Big Tech Under Scrutiny in the House
Five new bills aim to rein in some of the excesses of the biggest technology companies.
The House Judiciary Committee announced last Friday that it is moving forward with a slate of bills to address the outsized and growing power and market dominance of Big Tech companies like Apple, Amazon, Facebook, and Google. This is the first significant bipartisan attempt by Congress to take on the tech giants, and the House Antitrust Subcommittee introduced the bills by saying the goal is “holding unregulated Big Tech monopolies accountable for anti-competitive conduct.”
Both parties see a problem. “Big Tech has abused its dominance in the marketplace to crush competitors, censor speech, and control how we see and understand the world,” argued the Judiciary’s ranking Republican, Ken Buck of Colorado. “Apple, Amazon, Facebook, and Google have prioritized power over innovation and harmed American businesses and consumers in the process. These companies have maintained monopoly power in the online marketplace by using a variety of anticompetitive behaviors to stifle competition. This legislation breaks up Big Tech’s monopoly power to control what Americans see and say online, and fosters an online market that encourages innovation and provides American small businesses with a fair playing field. Doing nothing is not an option.”
The big tech bills coming out of the committee are:
The “American Innovation and Choice Online Act” to prohibit businesses from taking actions on their platforms that favor their own products or services
The “Platform Competition and Opportunity Act” to prevent acquisitions of competitive rivals that expand or entrench the market power of online platforms
The “Ending Platform Monopolies Act” to promote competition and fairness in online marketplaces by eliminating conflicts of interest that arise when online platforms control a marketplace while selling products on it
The “Augmenting Compatibility and Competition by Enabling Service Switching (ACCESS) Act,” which lowers barriers to entry and switching costs for businesses and consumers that want to move between online platforms
The “Merger Filing Fee Modernization Act,” which will raise filing fees for digital mergers and acquisitions and increase antitrust enforcement resources.
Conspicuously absent from this bipartisan legislative package are any bills addressing Big Tech’s attacks on free speech.
Since Donald Trump’s presidency began, social media giants have become more brazen and unrepentant about stifling conservative speech online. Facebook and Twitter routinely buried content that ran counter to the official government narrative during the COVID pandemic, along with any reporting that was unflattering to Joe Biden during the 2020 campaign. There are also plenty of examples of Amazon manipulating its marketplace to achieve ideological conformity.

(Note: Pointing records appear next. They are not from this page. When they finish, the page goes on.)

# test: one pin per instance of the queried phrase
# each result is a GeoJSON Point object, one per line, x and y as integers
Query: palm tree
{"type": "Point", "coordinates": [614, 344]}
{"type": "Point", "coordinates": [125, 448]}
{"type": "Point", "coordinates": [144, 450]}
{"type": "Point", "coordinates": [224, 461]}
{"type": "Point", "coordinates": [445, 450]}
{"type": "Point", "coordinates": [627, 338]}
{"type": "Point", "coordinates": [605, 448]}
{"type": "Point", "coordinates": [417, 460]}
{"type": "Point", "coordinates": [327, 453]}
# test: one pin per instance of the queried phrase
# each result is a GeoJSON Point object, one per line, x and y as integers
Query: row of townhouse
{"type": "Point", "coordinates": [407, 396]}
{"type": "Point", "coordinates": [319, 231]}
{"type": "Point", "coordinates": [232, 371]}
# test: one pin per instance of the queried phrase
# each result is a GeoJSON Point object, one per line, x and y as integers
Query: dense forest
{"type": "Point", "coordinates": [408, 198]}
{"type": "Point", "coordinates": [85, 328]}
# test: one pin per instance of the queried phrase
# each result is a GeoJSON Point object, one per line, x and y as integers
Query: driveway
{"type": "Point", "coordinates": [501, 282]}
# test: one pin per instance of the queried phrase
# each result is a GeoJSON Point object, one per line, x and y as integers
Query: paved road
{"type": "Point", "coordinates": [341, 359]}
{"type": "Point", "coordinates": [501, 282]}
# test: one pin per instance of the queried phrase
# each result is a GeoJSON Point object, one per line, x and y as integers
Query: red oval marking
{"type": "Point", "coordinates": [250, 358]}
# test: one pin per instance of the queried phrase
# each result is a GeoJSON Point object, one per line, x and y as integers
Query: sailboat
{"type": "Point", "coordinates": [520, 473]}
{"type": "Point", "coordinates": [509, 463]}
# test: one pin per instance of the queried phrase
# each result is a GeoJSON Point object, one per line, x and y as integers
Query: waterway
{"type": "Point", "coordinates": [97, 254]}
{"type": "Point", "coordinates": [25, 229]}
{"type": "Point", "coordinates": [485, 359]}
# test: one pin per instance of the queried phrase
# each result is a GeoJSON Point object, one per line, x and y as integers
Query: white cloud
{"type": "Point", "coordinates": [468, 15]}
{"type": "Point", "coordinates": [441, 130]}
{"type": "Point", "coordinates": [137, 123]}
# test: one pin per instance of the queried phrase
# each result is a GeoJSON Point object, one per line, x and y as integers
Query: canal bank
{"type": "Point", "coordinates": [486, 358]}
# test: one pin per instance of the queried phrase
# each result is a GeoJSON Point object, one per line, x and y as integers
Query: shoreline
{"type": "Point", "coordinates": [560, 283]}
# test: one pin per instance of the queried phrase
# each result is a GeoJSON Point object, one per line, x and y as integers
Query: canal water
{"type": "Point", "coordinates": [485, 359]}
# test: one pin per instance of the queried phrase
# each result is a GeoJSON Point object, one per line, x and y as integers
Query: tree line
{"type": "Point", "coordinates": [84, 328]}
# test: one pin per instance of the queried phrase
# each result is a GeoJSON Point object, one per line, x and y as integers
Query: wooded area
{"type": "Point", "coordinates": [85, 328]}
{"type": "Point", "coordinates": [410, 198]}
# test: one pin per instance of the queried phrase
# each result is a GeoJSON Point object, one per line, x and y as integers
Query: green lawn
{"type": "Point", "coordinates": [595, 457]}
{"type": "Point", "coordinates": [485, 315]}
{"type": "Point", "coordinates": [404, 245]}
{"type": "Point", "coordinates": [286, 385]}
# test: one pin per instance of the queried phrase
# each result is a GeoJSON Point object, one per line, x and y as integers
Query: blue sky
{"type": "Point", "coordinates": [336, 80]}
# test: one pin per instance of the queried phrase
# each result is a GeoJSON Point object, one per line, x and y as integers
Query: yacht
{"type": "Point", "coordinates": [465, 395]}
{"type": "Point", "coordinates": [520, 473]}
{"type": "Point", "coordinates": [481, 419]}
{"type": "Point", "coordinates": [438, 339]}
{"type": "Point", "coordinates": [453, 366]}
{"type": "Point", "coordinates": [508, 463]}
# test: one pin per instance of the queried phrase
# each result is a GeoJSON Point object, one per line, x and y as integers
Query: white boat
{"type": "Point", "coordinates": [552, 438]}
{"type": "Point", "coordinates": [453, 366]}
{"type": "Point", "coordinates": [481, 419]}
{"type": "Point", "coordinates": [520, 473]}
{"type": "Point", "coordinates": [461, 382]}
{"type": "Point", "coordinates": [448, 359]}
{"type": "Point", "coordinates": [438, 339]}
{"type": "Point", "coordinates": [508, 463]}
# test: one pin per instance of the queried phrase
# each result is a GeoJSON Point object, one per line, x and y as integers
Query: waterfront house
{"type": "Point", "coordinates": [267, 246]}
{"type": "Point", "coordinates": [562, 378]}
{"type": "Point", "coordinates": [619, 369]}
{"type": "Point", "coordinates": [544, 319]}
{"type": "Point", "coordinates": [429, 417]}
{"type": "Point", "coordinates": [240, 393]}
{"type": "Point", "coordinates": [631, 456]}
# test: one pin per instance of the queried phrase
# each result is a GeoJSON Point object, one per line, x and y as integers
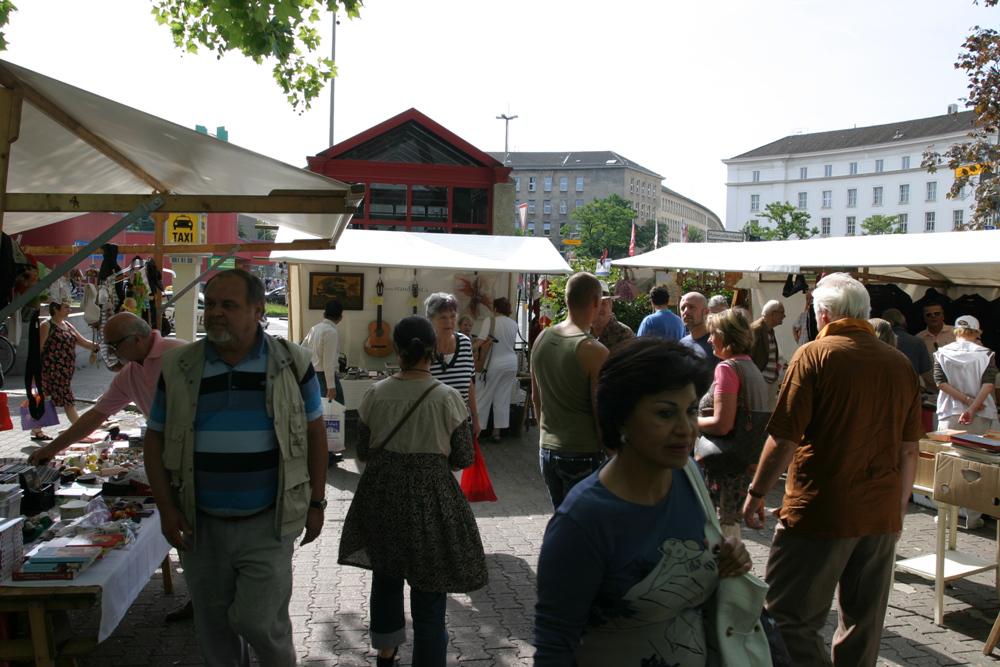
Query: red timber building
{"type": "Point", "coordinates": [421, 177]}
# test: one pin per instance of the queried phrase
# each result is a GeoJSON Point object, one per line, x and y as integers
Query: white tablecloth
{"type": "Point", "coordinates": [121, 574]}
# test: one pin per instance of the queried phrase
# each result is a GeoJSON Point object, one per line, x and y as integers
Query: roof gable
{"type": "Point", "coordinates": [888, 133]}
{"type": "Point", "coordinates": [413, 138]}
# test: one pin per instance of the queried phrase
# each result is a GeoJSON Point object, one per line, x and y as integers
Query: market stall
{"type": "Point", "coordinates": [409, 266]}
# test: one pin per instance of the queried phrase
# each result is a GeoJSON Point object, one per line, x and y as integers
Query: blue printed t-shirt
{"type": "Point", "coordinates": [235, 448]}
{"type": "Point", "coordinates": [663, 324]}
{"type": "Point", "coordinates": [611, 571]}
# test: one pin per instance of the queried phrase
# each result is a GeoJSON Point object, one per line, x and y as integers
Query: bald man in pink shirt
{"type": "Point", "coordinates": [134, 341]}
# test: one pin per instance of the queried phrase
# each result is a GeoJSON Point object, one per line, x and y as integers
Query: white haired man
{"type": "Point", "coordinates": [848, 421]}
{"type": "Point", "coordinates": [764, 351]}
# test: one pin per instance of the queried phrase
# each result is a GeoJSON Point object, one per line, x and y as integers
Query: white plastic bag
{"type": "Point", "coordinates": [333, 420]}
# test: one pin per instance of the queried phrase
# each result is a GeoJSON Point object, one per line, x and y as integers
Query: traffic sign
{"type": "Point", "coordinates": [717, 236]}
{"type": "Point", "coordinates": [184, 229]}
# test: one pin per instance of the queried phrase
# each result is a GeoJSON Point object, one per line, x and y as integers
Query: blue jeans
{"type": "Point", "coordinates": [562, 472]}
{"type": "Point", "coordinates": [430, 639]}
{"type": "Point", "coordinates": [321, 378]}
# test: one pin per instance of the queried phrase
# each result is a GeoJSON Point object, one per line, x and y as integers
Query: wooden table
{"type": "Point", "coordinates": [114, 582]}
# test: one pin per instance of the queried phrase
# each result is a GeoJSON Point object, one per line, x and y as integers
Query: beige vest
{"type": "Point", "coordinates": [182, 371]}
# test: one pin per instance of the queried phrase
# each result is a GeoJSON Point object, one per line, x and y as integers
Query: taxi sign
{"type": "Point", "coordinates": [184, 229]}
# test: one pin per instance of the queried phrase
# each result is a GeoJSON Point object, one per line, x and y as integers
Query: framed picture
{"type": "Point", "coordinates": [347, 288]}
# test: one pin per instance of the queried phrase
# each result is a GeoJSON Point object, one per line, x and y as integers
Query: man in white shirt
{"type": "Point", "coordinates": [324, 342]}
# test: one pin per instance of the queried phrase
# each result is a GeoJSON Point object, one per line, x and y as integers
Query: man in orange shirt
{"type": "Point", "coordinates": [848, 421]}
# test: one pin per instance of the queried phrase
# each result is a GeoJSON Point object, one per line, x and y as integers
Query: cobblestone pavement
{"type": "Point", "coordinates": [492, 626]}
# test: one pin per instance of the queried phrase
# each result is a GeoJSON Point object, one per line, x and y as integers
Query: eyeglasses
{"type": "Point", "coordinates": [114, 344]}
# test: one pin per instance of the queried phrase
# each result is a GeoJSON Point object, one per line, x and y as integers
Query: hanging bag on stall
{"type": "Point", "coordinates": [333, 420]}
{"type": "Point", "coordinates": [476, 484]}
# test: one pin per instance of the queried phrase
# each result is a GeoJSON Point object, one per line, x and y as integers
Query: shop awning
{"type": "Point", "coordinates": [420, 250]}
{"type": "Point", "coordinates": [958, 258]}
{"type": "Point", "coordinates": [74, 142]}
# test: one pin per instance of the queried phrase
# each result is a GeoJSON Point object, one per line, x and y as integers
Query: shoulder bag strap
{"type": "Point", "coordinates": [409, 412]}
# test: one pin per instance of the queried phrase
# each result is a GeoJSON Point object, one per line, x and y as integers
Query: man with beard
{"type": "Point", "coordinates": [236, 458]}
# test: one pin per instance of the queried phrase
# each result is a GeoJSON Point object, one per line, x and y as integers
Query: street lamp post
{"type": "Point", "coordinates": [506, 133]}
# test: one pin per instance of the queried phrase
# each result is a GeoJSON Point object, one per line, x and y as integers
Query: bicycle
{"type": "Point", "coordinates": [8, 352]}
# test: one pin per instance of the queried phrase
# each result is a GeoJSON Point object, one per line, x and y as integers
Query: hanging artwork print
{"type": "Point", "coordinates": [347, 288]}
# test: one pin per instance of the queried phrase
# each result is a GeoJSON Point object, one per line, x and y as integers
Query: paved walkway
{"type": "Point", "coordinates": [493, 626]}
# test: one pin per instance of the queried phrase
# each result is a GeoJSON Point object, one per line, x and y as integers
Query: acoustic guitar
{"type": "Point", "coordinates": [379, 343]}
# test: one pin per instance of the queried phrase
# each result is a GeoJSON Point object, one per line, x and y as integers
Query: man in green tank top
{"type": "Point", "coordinates": [565, 362]}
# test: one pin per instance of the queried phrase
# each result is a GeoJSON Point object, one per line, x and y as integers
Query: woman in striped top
{"type": "Point", "coordinates": [453, 363]}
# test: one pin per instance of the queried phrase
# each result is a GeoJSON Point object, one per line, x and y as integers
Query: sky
{"type": "Point", "coordinates": [674, 86]}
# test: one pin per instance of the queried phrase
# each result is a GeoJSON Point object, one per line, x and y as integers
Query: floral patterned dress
{"type": "Point", "coordinates": [59, 364]}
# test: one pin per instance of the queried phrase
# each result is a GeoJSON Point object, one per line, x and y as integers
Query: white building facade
{"type": "Point", "coordinates": [845, 176]}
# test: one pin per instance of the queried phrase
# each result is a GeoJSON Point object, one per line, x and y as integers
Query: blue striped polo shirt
{"type": "Point", "coordinates": [235, 447]}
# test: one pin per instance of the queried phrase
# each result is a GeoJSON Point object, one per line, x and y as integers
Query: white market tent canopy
{"type": "Point", "coordinates": [420, 250]}
{"type": "Point", "coordinates": [74, 142]}
{"type": "Point", "coordinates": [957, 258]}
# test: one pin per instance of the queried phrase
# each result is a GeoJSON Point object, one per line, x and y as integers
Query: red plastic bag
{"type": "Point", "coordinates": [476, 484]}
{"type": "Point", "coordinates": [5, 422]}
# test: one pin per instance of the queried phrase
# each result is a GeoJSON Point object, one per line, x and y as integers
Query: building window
{"type": "Point", "coordinates": [388, 202]}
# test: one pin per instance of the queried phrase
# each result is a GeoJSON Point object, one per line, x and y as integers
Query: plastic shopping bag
{"type": "Point", "coordinates": [476, 484]}
{"type": "Point", "coordinates": [333, 420]}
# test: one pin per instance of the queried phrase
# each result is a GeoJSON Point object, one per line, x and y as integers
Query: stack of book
{"type": "Point", "coordinates": [63, 562]}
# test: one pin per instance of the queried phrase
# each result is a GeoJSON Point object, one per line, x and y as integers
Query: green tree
{"type": "Point", "coordinates": [980, 59]}
{"type": "Point", "coordinates": [283, 31]}
{"type": "Point", "coordinates": [607, 224]}
{"type": "Point", "coordinates": [788, 221]}
{"type": "Point", "coordinates": [695, 235]}
{"type": "Point", "coordinates": [881, 224]}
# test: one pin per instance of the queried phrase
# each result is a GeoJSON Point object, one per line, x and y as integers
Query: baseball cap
{"type": "Point", "coordinates": [606, 291]}
{"type": "Point", "coordinates": [967, 322]}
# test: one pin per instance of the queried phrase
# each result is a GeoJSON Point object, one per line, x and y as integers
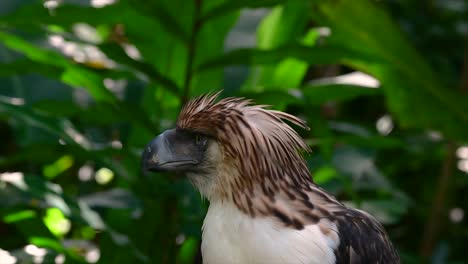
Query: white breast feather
{"type": "Point", "coordinates": [230, 236]}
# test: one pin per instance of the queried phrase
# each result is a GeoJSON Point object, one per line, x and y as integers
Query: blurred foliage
{"type": "Point", "coordinates": [86, 84]}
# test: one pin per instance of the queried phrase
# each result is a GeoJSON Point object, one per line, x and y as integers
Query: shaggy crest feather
{"type": "Point", "coordinates": [262, 197]}
{"type": "Point", "coordinates": [268, 146]}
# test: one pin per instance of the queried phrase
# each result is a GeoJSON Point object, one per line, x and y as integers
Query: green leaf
{"type": "Point", "coordinates": [72, 74]}
{"type": "Point", "coordinates": [59, 166]}
{"type": "Point", "coordinates": [236, 5]}
{"type": "Point", "coordinates": [312, 55]}
{"type": "Point", "coordinates": [323, 93]}
{"type": "Point", "coordinates": [56, 222]}
{"type": "Point", "coordinates": [19, 216]}
{"type": "Point", "coordinates": [412, 89]}
{"type": "Point", "coordinates": [283, 26]}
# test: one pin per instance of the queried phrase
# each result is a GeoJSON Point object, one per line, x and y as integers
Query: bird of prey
{"type": "Point", "coordinates": [264, 206]}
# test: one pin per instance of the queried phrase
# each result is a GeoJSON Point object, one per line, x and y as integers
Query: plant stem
{"type": "Point", "coordinates": [437, 215]}
{"type": "Point", "coordinates": [191, 51]}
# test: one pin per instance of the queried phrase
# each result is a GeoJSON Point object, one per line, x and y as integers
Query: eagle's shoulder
{"type": "Point", "coordinates": [362, 239]}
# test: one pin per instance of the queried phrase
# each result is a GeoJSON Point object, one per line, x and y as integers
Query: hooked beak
{"type": "Point", "coordinates": [170, 151]}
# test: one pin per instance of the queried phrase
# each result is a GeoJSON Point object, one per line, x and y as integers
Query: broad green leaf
{"type": "Point", "coordinates": [312, 55]}
{"type": "Point", "coordinates": [283, 26]}
{"type": "Point", "coordinates": [73, 74]}
{"type": "Point", "coordinates": [412, 89]}
{"type": "Point", "coordinates": [19, 216]}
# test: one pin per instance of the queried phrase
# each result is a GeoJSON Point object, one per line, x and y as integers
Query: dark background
{"type": "Point", "coordinates": [84, 85]}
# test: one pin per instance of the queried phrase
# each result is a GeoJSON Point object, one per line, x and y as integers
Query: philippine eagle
{"type": "Point", "coordinates": [264, 206]}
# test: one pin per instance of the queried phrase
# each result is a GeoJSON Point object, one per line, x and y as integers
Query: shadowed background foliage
{"type": "Point", "coordinates": [85, 84]}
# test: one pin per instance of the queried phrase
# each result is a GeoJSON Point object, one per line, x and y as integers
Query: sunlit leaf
{"type": "Point", "coordinates": [57, 223]}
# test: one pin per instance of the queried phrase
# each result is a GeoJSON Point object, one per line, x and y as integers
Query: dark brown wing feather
{"type": "Point", "coordinates": [363, 240]}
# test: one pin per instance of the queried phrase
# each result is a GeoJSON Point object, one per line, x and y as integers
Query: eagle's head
{"type": "Point", "coordinates": [231, 147]}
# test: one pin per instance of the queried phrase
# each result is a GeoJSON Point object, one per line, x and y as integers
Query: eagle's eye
{"type": "Point", "coordinates": [200, 139]}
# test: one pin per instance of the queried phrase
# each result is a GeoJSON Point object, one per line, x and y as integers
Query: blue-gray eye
{"type": "Point", "coordinates": [200, 139]}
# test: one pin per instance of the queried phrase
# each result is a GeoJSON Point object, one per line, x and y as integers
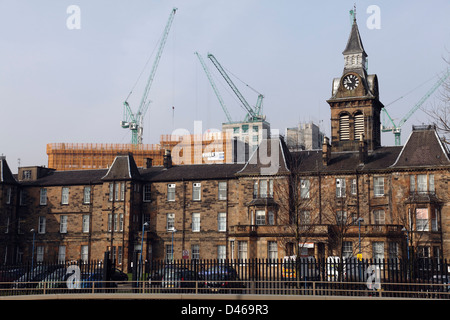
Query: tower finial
{"type": "Point", "coordinates": [353, 14]}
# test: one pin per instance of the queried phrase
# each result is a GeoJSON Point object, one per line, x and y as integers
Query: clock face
{"type": "Point", "coordinates": [350, 82]}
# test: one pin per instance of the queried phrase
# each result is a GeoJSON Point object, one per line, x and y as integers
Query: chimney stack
{"type": "Point", "coordinates": [167, 162]}
{"type": "Point", "coordinates": [148, 162]}
{"type": "Point", "coordinates": [362, 149]}
{"type": "Point", "coordinates": [326, 151]}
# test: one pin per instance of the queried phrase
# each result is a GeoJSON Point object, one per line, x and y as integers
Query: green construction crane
{"type": "Point", "coordinates": [252, 114]}
{"type": "Point", "coordinates": [135, 121]}
{"type": "Point", "coordinates": [396, 128]}
{"type": "Point", "coordinates": [213, 85]}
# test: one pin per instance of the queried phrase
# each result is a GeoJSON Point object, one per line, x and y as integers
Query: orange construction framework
{"type": "Point", "coordinates": [187, 149]}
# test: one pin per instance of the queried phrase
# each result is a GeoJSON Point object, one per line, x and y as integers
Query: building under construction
{"type": "Point", "coordinates": [186, 149]}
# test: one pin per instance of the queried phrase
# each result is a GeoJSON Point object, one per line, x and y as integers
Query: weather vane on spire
{"type": "Point", "coordinates": [353, 14]}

The hope is that these bills will help loosen the ideological stranglehold Big Tech has on free speech by forcing companies to open up to competition and become more neutral forces in the marketplace of ideas.
Some legislators have raised concerns that the legislation gives too much authority to the Justice Department and the Federal Trade Commission, which could mire potentially effective outcomes in bureaucratic red tape. However, there is hope that this first congressional antitrust legislation in 20 years could yield positive results. After years of doing nothing to combat Big Tech’s outsized influence on the economy, these bills represent a welcome opportunity to make a change.